Second year high school brought plane geometry. I had a sense of distrust about geometry before I even took it — a foreboding that it was going to be supremely boring. The prophecy was fulfilled. I intensely disliked geometry, even while acing the course.

Third year high school: advanced algebra. Back to my first love and it was sweet. The equations got tougher but deliciously solvable and I enjoyed the ‘story problems’ — like the ones about trains going different directions and speeds and where would they meet? My greatest high-school achievement was scoring 100% on the advanced algebra final exam.

Year Four was different. Being university bound, students in Year Four math received a hodgepodge of more advanced maths, including spatial geometry, trigonometry, and calculus. Spatial geometry surprised me. It was fun — more like problem solving than memorizing axioms. Calculus was exotic, and scary.

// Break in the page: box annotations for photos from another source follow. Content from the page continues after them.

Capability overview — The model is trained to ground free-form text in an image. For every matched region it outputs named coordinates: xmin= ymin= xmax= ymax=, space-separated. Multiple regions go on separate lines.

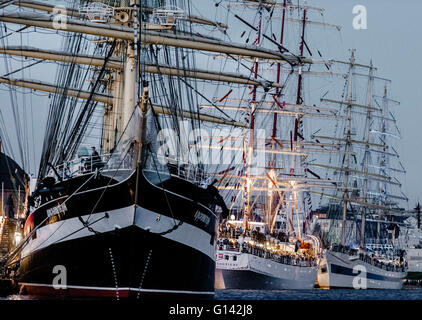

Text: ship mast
xmin=360 ymin=61 xmax=373 ymax=248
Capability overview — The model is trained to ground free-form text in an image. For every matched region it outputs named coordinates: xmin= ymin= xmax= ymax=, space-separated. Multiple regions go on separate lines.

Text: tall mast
xmin=360 ymin=61 xmax=373 ymax=248
xmin=245 ymin=6 xmax=262 ymax=229
xmin=341 ymin=49 xmax=355 ymax=246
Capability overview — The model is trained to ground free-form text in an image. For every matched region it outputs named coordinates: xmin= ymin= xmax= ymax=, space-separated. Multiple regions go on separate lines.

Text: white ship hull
xmin=318 ymin=251 xmax=406 ymax=289
xmin=216 ymin=250 xmax=318 ymax=290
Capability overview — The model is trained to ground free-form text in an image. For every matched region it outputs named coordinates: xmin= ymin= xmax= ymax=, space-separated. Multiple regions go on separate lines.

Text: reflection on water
xmin=0 ymin=288 xmax=422 ymax=300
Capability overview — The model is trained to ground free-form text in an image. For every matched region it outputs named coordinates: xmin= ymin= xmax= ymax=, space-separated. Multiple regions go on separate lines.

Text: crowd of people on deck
xmin=217 ymin=225 xmax=317 ymax=267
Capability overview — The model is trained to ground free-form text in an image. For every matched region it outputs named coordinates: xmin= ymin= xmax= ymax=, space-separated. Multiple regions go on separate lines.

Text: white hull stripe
xmin=22 ymin=206 xmax=215 ymax=261
xmin=19 ymin=282 xmax=214 ymax=295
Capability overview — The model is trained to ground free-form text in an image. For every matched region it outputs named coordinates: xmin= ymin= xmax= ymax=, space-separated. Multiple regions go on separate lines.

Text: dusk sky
xmin=0 ymin=0 xmax=422 ymax=208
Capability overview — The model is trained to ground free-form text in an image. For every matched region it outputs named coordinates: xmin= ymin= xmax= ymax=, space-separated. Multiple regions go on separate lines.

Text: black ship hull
xmin=11 ymin=170 xmax=217 ymax=299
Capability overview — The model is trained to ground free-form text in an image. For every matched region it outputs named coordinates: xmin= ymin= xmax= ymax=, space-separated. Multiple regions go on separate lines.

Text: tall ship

But Trig, my oh my, trig hit me the way algebra first did. It was amazing.

Sines, cosines, tangents, arcs, radians, and all those wonderful Greek letters — all the Φ’s, Θ’s, Δ’s, and Σ’s that replaced the x’s, y’s, and z’s of algebra — great stuff. I’m not sure why this has resurfaced in my memories after all these years, but for me, at the time, it was a heady experience.

Now if all this makes you think I must have been a real nerd, you’d be very close to being exactly right. Almost. But the strange thing is that despite my science/math orientation (I was going to become an engineer), my best subject of all was English. And that world was less nerdy and more explorative of the human condition, which for high school nerds, meant getting to talk about poems and novels with some of the school’s very pretty girls.

Things changed when I went to university. I started out as an Engineering student, but was doomed from the start: I bought a guitar and learned how to finger pick. I began learning Bob Dylan, Phil Ochs, Peter Seeger, and Tom Paxton lyrics. I became a folk singer. It was life changing.

In second year university, to the amazement and total bafflement of my older friends and family, I switched majors to English. I never looked back, and never had a moment’s regret.

But I still recall the thrill of trig.

P.S. If you ever loved trig, you might find this enjoyable: Dave’s Short Trig Course

Gene, by the sound of it, I liked math(s) as much as you and was lucky enough to go on to three years of engineering at University in Edinburgh. I had a natural talent for it and only began to lose the plot a little with Fourier series in my last year, but by then snooker, bridge, chess and other distractions had stolen time form attendance at class … I still indulge an interest in maths from time to time.

Like you, I had a natural bent for English.

Adam, you followed the maths much farther than I did. I fizzed out early, for many of the same reasons. Not only do you have a natural bent for English, you’re artistically talented as well! Good on ya!